I like the new sidebar and the gadgets. I am also a Mac user, and I found their widgets quite useless because they are not really working side by side with your desktop, it's more like an on off situation. On Vista, no problem they are sitting where you like it, on left or right, and you can write a note in Word, and use the calculator if you need too. I noticed also no heavy memory resources are used to keep them working, like their counterparts in Windows XP.
Internet Explorer 7 is obviously installed by default, but because I am a web developer, I also installed Firefox 2, and I was quite surprise to not that Firefox was much more responsive than IE, something I never noticed in XP.
The Bad:
Aero is certainly a cool thing and it's beautiful surely, but a nasty thing happens that Microsoft don't explain clearly in their marketing campaign.
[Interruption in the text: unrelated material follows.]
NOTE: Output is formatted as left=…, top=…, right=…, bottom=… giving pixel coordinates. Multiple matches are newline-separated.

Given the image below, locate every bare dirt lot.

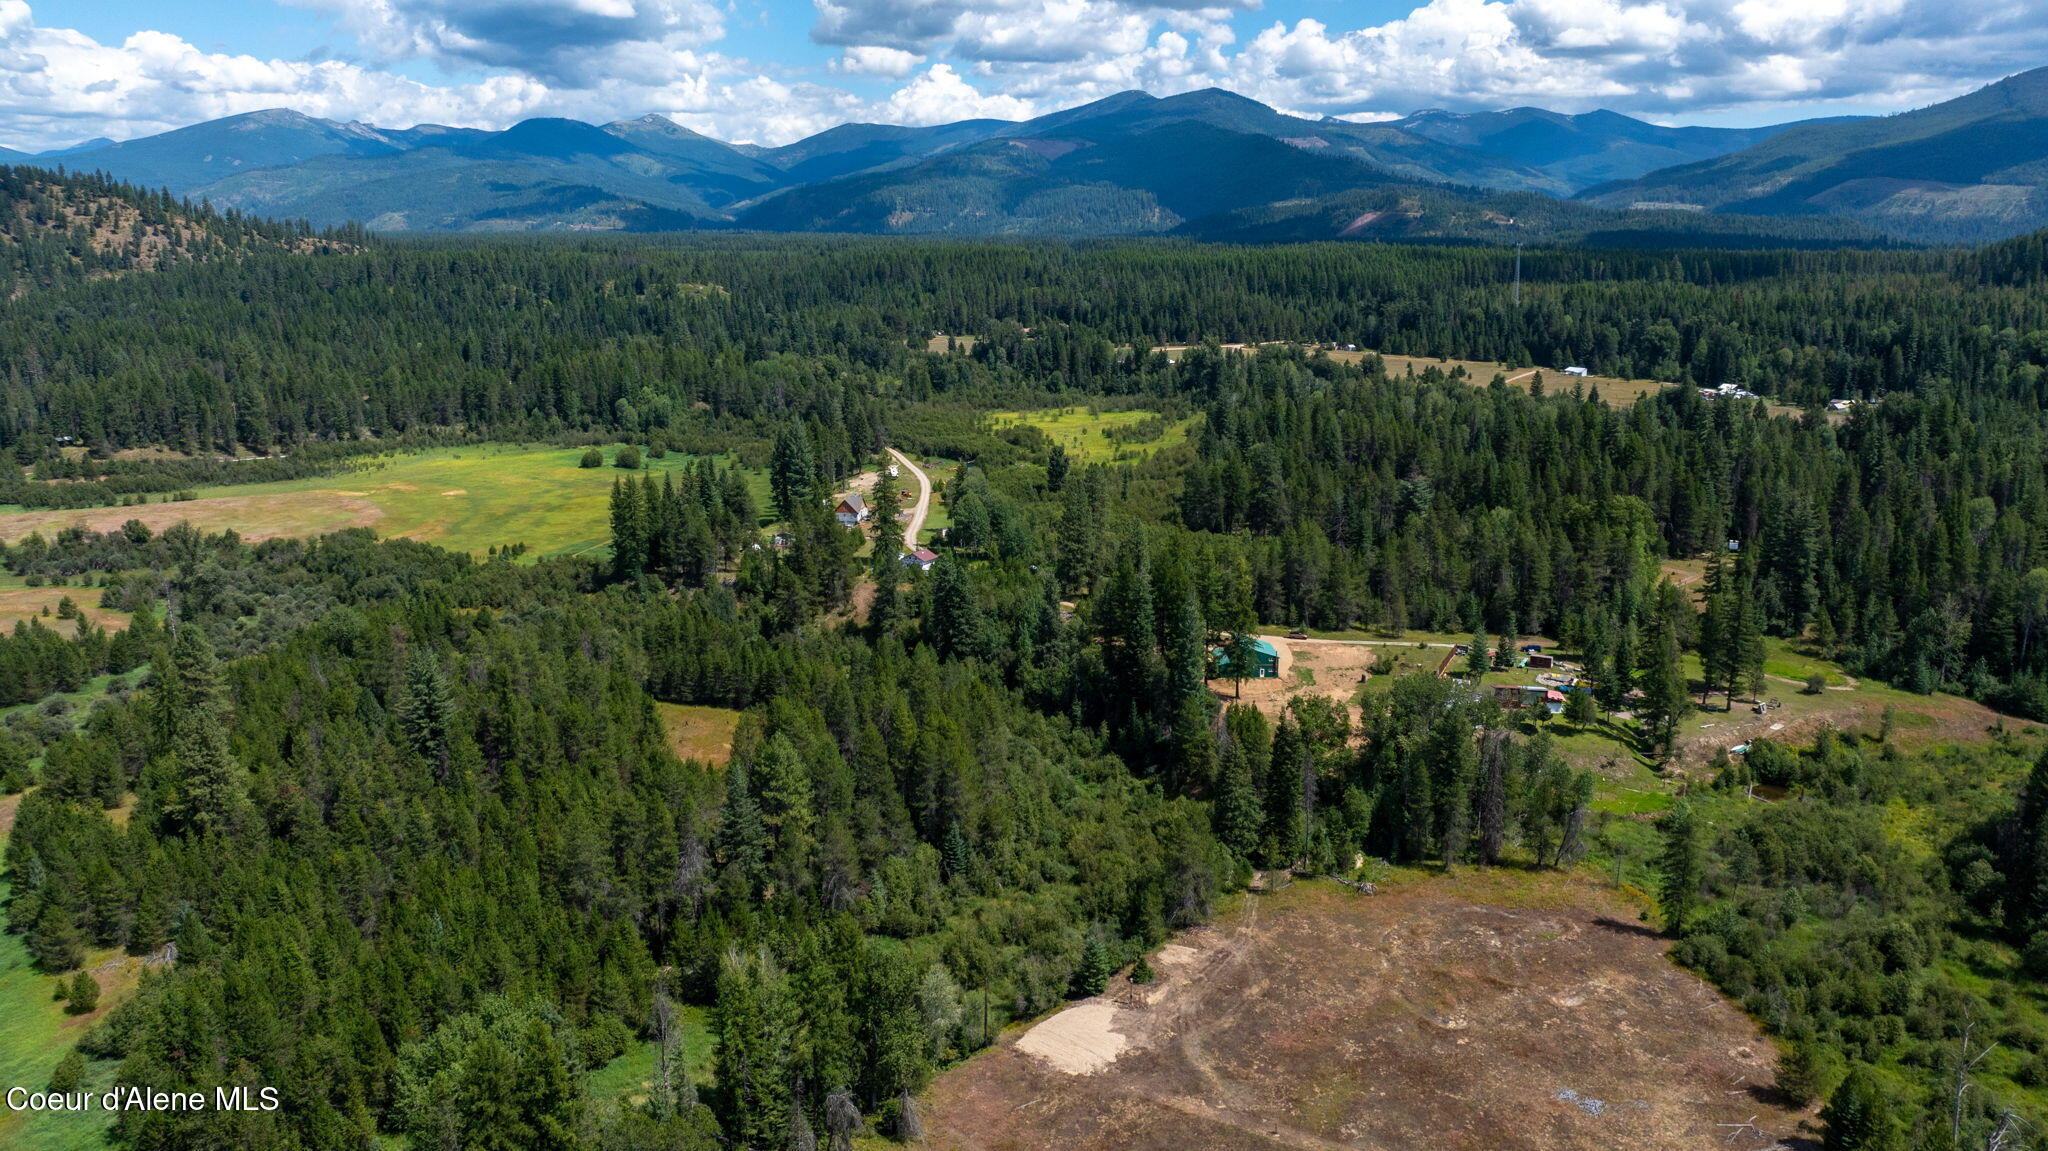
left=923, top=873, right=1808, bottom=1151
If you run Vista on a 64 bit version (I don't know for the 32 bit version), and if you are running a 32 bit application (about 99% of them!), Vista will disable automatically the glass effects, buit not only for the incriminated software but for all the other windows until you close it! They call it back to Aero Basic, I call it cheat. I put it as bad because selling Aero as a top notch graphic UI experience is not really what you get at the end.
Now regarding the system organization, it's really a mess. The Folder view options are not where they supposed to be (they are in the Control Panel), and by default each folder come with ugly huge icons. You have to spend quite some time to find anything familiar. Even the network icon in the system tray doesn’t give you a properties window with a right click. A lot of important links are now contextual, drowned in pages that look like help. See the network properties and believe me it take a while to find the settings.
I added to my system IIS and all the Web stuff to check what they have done, and no surprise it's IIS 6 but Microsoft has totally changed the interface, probably to be ready for the next version 7, so at the end it's no that easy to find the settings I used to have on other OS..
The Ugly:
One thing I had to disable very quickly is the new UI for the Start menu. What an awful mess, with all the programs in one big collapse. expanse kind of thing, a column for the Microsoft tools, and not a simple way to change the radical new look.
So after a day of painful experience, I switch back to the classic view. What a shame!
The guys behind the development of the new start bar should be sacked, seriously. This system is worst than in XP, and I wonder what will happen with 50 or 60 applications sitting there.
I said earlier that I had no problems with the drivers, well except for a web cam! So maybe for some, this will be an ugly thing if you install Vista with some peripherals (I heard about printer issues).
IDE! Who don't have IDE disks in their PCs. Well I have two of them, and the new power system let you put to 'light' sleep your drives, so that a simple keystroke will bring back to life all you applications. Sadly this bring you back a beautiful BSOD if you have like me an old slow hard drive.
Well sorry Microsoft but as a beta tester I reported a bug on this few months ago and it's still there exactly as I tested. For my personal fun, I can get the blue screen every time I want, but because I have a life, I disabled this new feature.
So at the moment it's too early to see how Vista will compare with XP, and I believe at least I need to review this post in a year to see how things have evolved. But don't be afraid to try if you can because it's after all not that bad.